We think it is induced by low humidity. Decreased external humidity in the environment can have some profound effects on the skin. Not too surprisingly, it reduces the stratum corneum water content, leading to reduced activity of the enzymes that are involved in normal keratinocyte maturation and desquamation. It also changes the ceramide biochemistry and structure. The lipids that we normally count on to be present in normal skin now are altered. There's a reduction in NMF. Therefore, the ability of the skin to retain water is altered. When one alters the water content, it also changes the enzymatic activity within the skin so that keratinocytes and corneocytes don't desquamate the same. Finally, there's the possibility that this can lead to cytokine production and inflammation. One of the things that I always found curious was the fact that people with dry skin could have erythema. How could that be? There's probably a cytokine profile or activity that induces this erythema andinflammation.

There's some evidence to show that if you live in a continuous dry environment, for example Arizona, it serves as a constant stimulus for a number of things. One is increased lamellar body formation and exocytosis. Remember, the lamellar bodies are where our lipids are formed. There's an alteration and an increase in stratum corneum layers as well as the stratum corneum lipids. Finally, a constant low dry environment is a greater stimulus for the production of more NMF, which is extremely important in terms of being able to hold water in the stratum corneum. As a result, people who live in a continuously dry environment have the ability to adapt better to winter weather than those who live in an intermittent humid environment.

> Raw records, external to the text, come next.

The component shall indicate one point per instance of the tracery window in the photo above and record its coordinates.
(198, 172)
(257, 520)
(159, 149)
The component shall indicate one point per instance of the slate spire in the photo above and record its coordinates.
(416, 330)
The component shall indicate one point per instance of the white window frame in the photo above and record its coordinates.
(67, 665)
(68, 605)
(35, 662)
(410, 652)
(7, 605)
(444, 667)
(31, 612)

For those of us who live where it's very humid in the summer and very dry in the winter, I think this is why we see this exaggeration in response.

I want to review a couple of important and salient features about normal stratum corneum. One, in the stratum granulosum there is lamellar body formation, which is the key to the formation of lipids. Keratohyalin granule formation and NMF precursors begin here.

In addition, with a series of events that are extremely important in enzymatic degradation, there is a conversion of filaggrin to NMF that we all count on to keep our skin not too moist and not too dry. Finally, we have a number of enzymatic steps that are extremely important, not only in helping move the epidermis along, but ultimately in the formation of an intact and well-organized stratum corneum.